One of the upsides to attending the Consumer Electronics Show every year is that one becomes adept at separating hype from reality. What was yesterday's bright and shiny promise may have fizzled by the time the next January rolls around.
Not so with artificial intelligence. For something that nobody can actually see, AI remains top of mind for CES-goers. And this year more than ever, conference attendees are able to chart AI's progress in the marketplace.
"The big changes this year versus last year is the humanization of AI and how completely ubiquitous it has become into our lives," says Allan Cook, the digital reality business leader at Deloitte Digital. "If you look at voice enabled devices you see that you use it all the time. Last year it was a new toy. My family, we got them for the first time. Now everyone is ordering everything from their favorite device."

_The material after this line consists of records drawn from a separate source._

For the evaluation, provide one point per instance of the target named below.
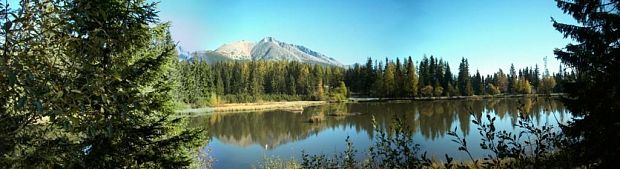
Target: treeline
(434, 78)
(205, 84)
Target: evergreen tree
(389, 79)
(411, 87)
(464, 80)
(594, 57)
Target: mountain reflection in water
(430, 119)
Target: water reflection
(431, 119)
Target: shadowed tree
(594, 95)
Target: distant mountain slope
(271, 49)
(238, 50)
(266, 49)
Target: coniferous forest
(203, 84)
(98, 84)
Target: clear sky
(492, 34)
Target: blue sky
(492, 34)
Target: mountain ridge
(268, 49)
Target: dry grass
(293, 105)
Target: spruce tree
(593, 96)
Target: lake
(240, 140)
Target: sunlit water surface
(241, 140)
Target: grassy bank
(294, 106)
(370, 99)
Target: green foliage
(547, 84)
(427, 91)
(523, 86)
(97, 72)
(592, 95)
(340, 93)
(492, 90)
(253, 81)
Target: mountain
(266, 49)
(241, 50)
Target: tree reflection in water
(431, 119)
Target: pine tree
(411, 87)
(389, 79)
(464, 80)
(594, 57)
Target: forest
(93, 83)
(202, 84)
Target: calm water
(240, 140)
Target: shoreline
(475, 97)
(294, 106)
(298, 106)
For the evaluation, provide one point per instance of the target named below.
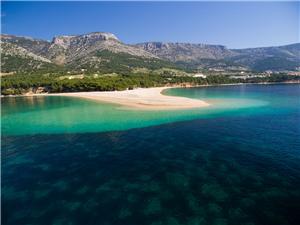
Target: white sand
(142, 98)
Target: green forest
(52, 83)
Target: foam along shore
(142, 98)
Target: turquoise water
(35, 115)
(71, 161)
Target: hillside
(103, 52)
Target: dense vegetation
(22, 83)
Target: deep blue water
(238, 169)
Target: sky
(233, 24)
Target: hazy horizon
(232, 24)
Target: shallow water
(220, 165)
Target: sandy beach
(141, 98)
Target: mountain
(216, 56)
(105, 53)
(88, 51)
(186, 52)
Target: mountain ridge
(83, 49)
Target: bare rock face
(186, 52)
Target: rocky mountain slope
(100, 51)
(210, 56)
(186, 52)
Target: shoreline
(146, 98)
(141, 98)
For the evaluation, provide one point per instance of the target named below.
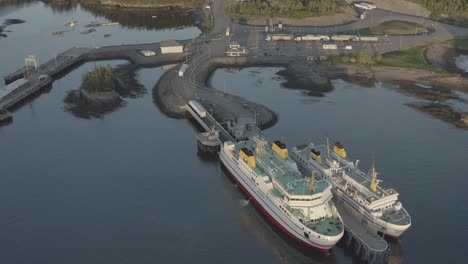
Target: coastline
(170, 101)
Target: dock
(370, 248)
(40, 76)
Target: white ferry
(374, 206)
(301, 207)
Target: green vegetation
(143, 17)
(449, 11)
(283, 8)
(361, 59)
(101, 79)
(412, 58)
(394, 27)
(188, 3)
(407, 58)
(459, 43)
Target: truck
(365, 6)
(274, 37)
(147, 53)
(343, 37)
(329, 46)
(309, 37)
(182, 70)
(197, 108)
(367, 38)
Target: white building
(182, 70)
(171, 46)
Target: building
(182, 70)
(171, 46)
(234, 45)
(235, 50)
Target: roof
(170, 43)
(11, 87)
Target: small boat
(96, 24)
(5, 116)
(91, 30)
(71, 23)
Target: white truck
(147, 53)
(329, 46)
(182, 70)
(365, 6)
(274, 37)
(309, 38)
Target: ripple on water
(462, 62)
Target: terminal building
(171, 46)
(235, 50)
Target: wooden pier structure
(45, 74)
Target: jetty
(32, 78)
(370, 248)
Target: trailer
(197, 108)
(147, 53)
(365, 6)
(309, 38)
(330, 46)
(182, 70)
(368, 39)
(274, 37)
(343, 37)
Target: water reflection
(8, 22)
(132, 18)
(462, 62)
(267, 236)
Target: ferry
(300, 206)
(372, 205)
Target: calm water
(462, 62)
(129, 187)
(421, 157)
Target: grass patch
(395, 27)
(459, 43)
(407, 58)
(412, 58)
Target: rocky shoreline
(314, 78)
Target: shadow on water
(87, 106)
(9, 22)
(133, 18)
(255, 223)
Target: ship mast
(260, 147)
(312, 182)
(374, 181)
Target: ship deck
(291, 181)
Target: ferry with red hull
(376, 207)
(300, 206)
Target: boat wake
(244, 203)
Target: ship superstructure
(300, 206)
(374, 206)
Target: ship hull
(374, 225)
(270, 210)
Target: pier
(43, 75)
(370, 248)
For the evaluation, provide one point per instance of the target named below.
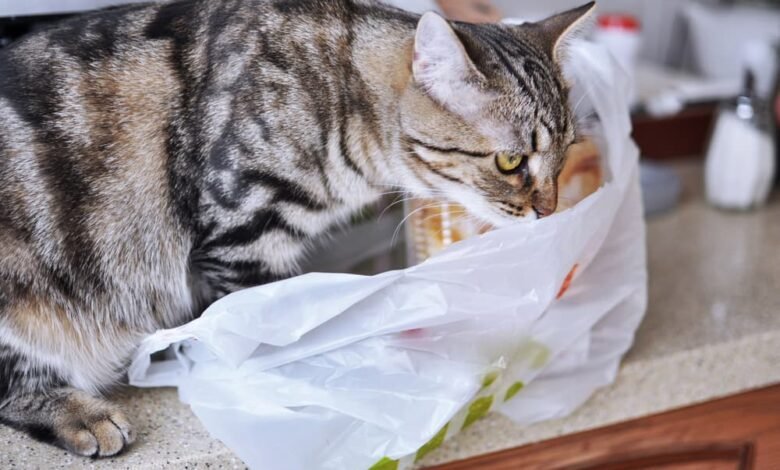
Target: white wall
(37, 7)
(663, 31)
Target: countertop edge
(642, 388)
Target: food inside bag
(340, 371)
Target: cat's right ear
(441, 66)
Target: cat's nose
(544, 211)
(545, 203)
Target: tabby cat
(156, 157)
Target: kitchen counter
(712, 329)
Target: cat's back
(85, 110)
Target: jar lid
(619, 21)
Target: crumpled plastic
(339, 371)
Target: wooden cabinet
(741, 432)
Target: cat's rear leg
(32, 401)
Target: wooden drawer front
(740, 432)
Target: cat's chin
(499, 219)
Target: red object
(619, 21)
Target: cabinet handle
(741, 454)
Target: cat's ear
(558, 30)
(442, 67)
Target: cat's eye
(508, 162)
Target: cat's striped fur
(156, 157)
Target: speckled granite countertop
(712, 329)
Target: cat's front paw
(91, 427)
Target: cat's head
(486, 119)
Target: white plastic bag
(335, 371)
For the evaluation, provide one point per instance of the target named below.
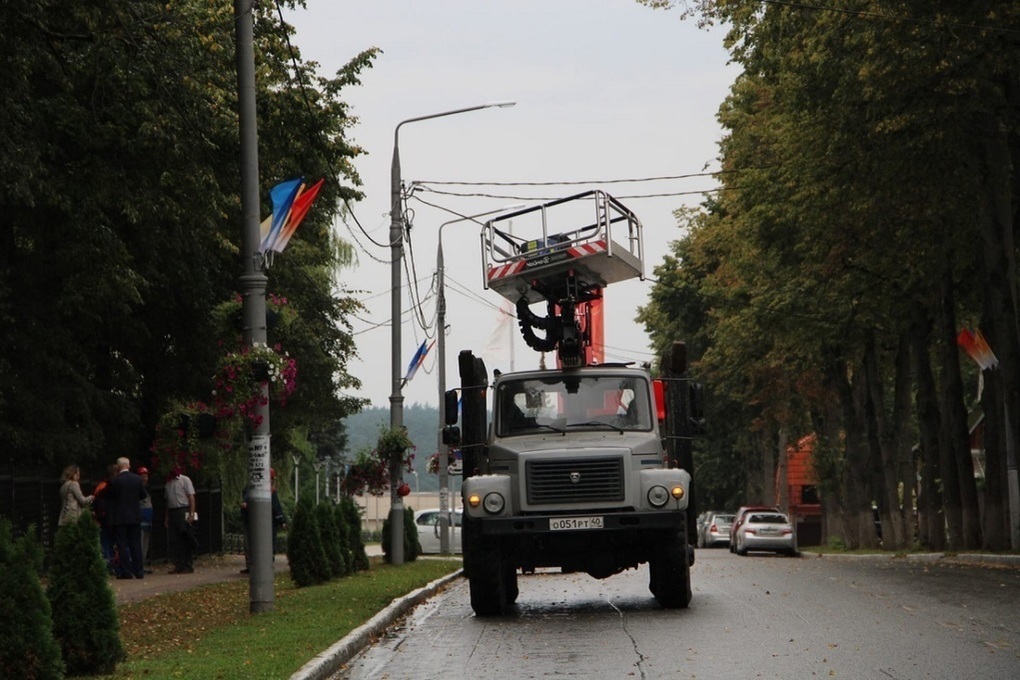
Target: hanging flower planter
(242, 375)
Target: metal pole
(397, 255)
(253, 285)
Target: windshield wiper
(594, 423)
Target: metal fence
(30, 499)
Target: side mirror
(696, 406)
(678, 358)
(451, 435)
(450, 410)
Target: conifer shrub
(353, 520)
(28, 647)
(330, 539)
(344, 538)
(307, 558)
(85, 612)
(412, 546)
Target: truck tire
(670, 572)
(488, 579)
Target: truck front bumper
(609, 522)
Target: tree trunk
(894, 480)
(931, 524)
(963, 519)
(857, 518)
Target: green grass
(209, 632)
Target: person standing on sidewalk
(180, 516)
(124, 497)
(72, 502)
(146, 506)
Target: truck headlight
(494, 503)
(658, 495)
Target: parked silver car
(714, 531)
(427, 522)
(766, 531)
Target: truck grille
(570, 480)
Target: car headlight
(658, 495)
(494, 503)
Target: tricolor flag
(417, 360)
(977, 348)
(291, 202)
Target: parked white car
(427, 522)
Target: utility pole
(253, 286)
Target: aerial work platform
(525, 253)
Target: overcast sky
(605, 90)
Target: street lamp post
(443, 450)
(397, 254)
(318, 467)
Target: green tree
(85, 614)
(120, 189)
(28, 647)
(306, 553)
(332, 542)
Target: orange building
(805, 503)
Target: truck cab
(574, 476)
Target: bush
(412, 547)
(305, 553)
(85, 613)
(352, 519)
(28, 647)
(330, 538)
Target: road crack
(633, 641)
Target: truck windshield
(565, 402)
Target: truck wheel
(670, 569)
(488, 578)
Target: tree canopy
(866, 215)
(120, 251)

Cook, who chats with Ad Age in a video interview from the the Las Vegas Convention Center floor, is in town to speak at a pair of "smart future" presentations at CES, including one on trends reshaping the future of mobility and connectivity. AI, especially as an engine that fuels voice technology and augmented reality, is a point of fascination for him.
Which presents a few challenges to marketers
"One of the massive online retailers is getting closer to shipping nearly 50 percent of all goods at this point," he says, declining to specifically call out the large Seattle-based online retailer whose name rhymes with Shmamazon. The big challenge for marketers, then, is how does one stand out in a crowded field? "How do I make myself differentiated in that type of marketplace?"

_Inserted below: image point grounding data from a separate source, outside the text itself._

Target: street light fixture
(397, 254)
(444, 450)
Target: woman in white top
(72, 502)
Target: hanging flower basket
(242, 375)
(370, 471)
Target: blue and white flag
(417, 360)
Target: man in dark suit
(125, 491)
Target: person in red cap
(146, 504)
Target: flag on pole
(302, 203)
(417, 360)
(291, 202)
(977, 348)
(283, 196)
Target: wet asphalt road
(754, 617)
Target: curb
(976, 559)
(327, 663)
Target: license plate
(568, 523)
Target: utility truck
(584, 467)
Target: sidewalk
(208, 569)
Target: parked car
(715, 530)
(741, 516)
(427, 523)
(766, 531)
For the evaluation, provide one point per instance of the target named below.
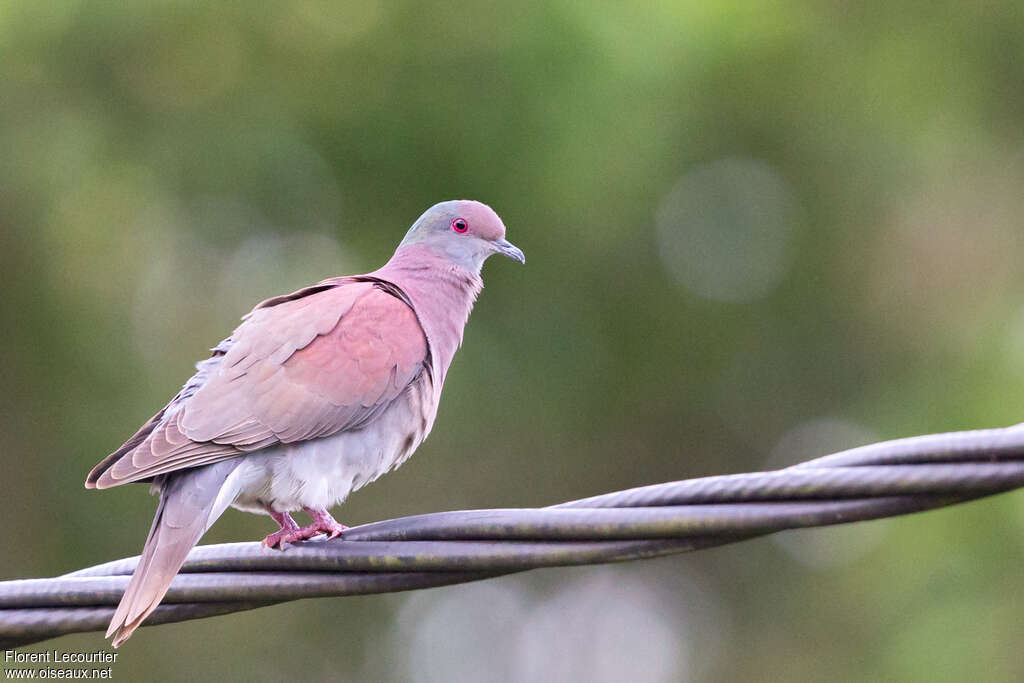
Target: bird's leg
(323, 523)
(289, 531)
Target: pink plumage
(315, 394)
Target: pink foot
(323, 523)
(291, 531)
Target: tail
(189, 502)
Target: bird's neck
(442, 295)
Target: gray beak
(506, 248)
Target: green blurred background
(756, 232)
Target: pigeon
(315, 394)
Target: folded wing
(308, 365)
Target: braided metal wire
(872, 481)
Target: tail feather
(189, 502)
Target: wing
(325, 359)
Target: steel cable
(877, 480)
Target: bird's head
(464, 231)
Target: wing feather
(300, 367)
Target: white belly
(322, 472)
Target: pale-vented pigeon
(315, 394)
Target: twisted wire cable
(882, 479)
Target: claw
(291, 531)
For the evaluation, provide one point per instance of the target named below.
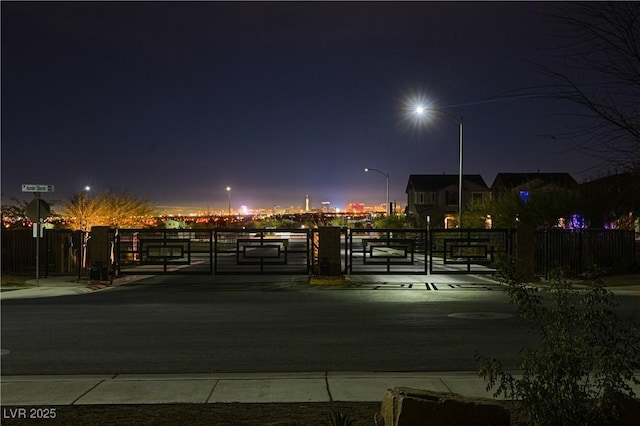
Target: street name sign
(30, 187)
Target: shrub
(582, 369)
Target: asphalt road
(203, 325)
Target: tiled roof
(512, 180)
(436, 182)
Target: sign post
(36, 210)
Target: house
(613, 201)
(532, 181)
(436, 196)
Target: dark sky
(176, 101)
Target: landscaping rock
(414, 407)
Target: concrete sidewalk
(63, 286)
(69, 286)
(227, 388)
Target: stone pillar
(329, 252)
(98, 256)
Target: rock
(413, 407)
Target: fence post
(329, 251)
(525, 251)
(98, 250)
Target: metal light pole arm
(460, 123)
(386, 175)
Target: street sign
(29, 187)
(37, 209)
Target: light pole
(388, 208)
(421, 111)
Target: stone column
(98, 255)
(329, 252)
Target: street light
(388, 208)
(421, 111)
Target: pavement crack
(326, 382)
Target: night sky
(176, 101)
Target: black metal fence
(468, 251)
(61, 252)
(386, 251)
(263, 251)
(295, 251)
(576, 250)
(156, 251)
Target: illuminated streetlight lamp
(388, 208)
(422, 111)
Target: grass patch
(621, 280)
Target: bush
(582, 369)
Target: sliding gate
(162, 251)
(295, 251)
(262, 251)
(468, 251)
(421, 251)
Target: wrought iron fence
(576, 250)
(60, 252)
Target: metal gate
(468, 251)
(262, 251)
(294, 251)
(386, 251)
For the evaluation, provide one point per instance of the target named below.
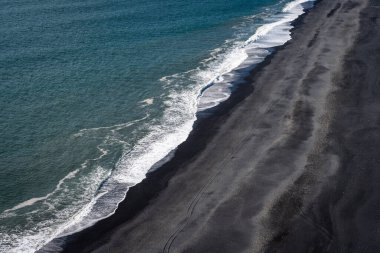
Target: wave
(188, 93)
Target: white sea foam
(217, 73)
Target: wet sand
(289, 164)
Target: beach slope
(292, 167)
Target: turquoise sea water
(93, 93)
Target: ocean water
(95, 93)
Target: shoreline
(146, 198)
(204, 129)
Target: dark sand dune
(294, 167)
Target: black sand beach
(289, 164)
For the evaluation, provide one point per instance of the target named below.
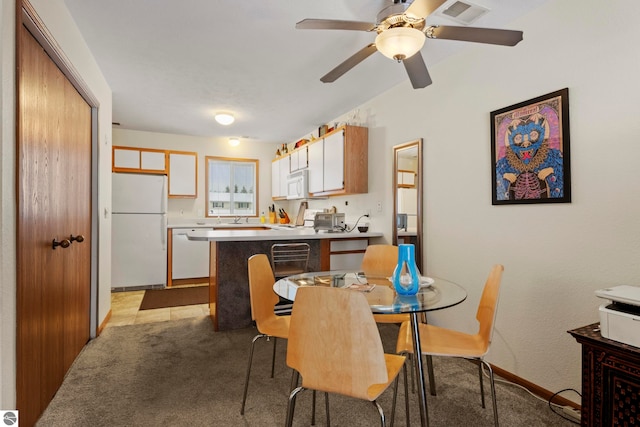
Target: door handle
(64, 243)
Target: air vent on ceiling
(462, 12)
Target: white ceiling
(173, 64)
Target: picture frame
(530, 156)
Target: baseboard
(191, 281)
(104, 323)
(534, 388)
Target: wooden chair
(263, 299)
(289, 258)
(380, 261)
(334, 344)
(438, 341)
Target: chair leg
(393, 404)
(432, 379)
(273, 358)
(481, 382)
(493, 392)
(380, 411)
(406, 395)
(246, 381)
(291, 406)
(313, 408)
(395, 397)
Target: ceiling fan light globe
(400, 43)
(224, 119)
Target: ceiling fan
(402, 31)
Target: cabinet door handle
(64, 243)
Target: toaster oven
(331, 222)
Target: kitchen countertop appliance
(331, 222)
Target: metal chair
(344, 355)
(438, 341)
(263, 299)
(288, 259)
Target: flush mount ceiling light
(400, 42)
(224, 118)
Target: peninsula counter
(229, 250)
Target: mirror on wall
(407, 197)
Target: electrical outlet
(571, 413)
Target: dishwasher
(190, 258)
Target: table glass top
(434, 294)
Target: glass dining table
(434, 294)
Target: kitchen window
(232, 186)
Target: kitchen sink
(244, 226)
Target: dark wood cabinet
(610, 379)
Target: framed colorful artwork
(530, 160)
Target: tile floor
(125, 310)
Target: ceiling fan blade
(478, 35)
(422, 8)
(351, 62)
(417, 71)
(334, 24)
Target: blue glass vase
(406, 279)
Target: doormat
(174, 297)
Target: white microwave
(298, 185)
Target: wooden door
(54, 202)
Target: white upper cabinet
(316, 166)
(334, 162)
(279, 172)
(338, 163)
(299, 159)
(183, 173)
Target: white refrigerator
(138, 230)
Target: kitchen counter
(275, 232)
(229, 250)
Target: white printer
(620, 319)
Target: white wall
(555, 255)
(59, 23)
(183, 209)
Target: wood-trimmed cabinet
(338, 162)
(180, 166)
(610, 379)
(280, 169)
(139, 160)
(183, 174)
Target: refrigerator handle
(164, 195)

One way Cook sees brands successfully using AI is to inform augmented and virtual reality services they offer. With AR, a home improvement center, for example, can accurately convey how a potential purchase might look in your living room. "I can see what the furniture would actually look like," he says.
The upside for brands, he says, is that the costs that incur on returns has come down. "While it's not dramatically helping them to sell more," he says, "the costs of returns are going down hugely. So the cost of selling is going down a massive amount."
If you can't beat 'em
AI comes with no shortage of worries for the average consumer—not least of which involve privacy and the dreaded specter of robots taking our jobs.
"One of the things which people are fearful of with AI or believe—that isn't true—is that AI is a job killer," says Cook. "The reality is that, yes, it's going to end some jobs, but it's creating a whole new field of new jobs. It's that classic adapt or die: If you're not going to be with the program, you're going to be run over by it."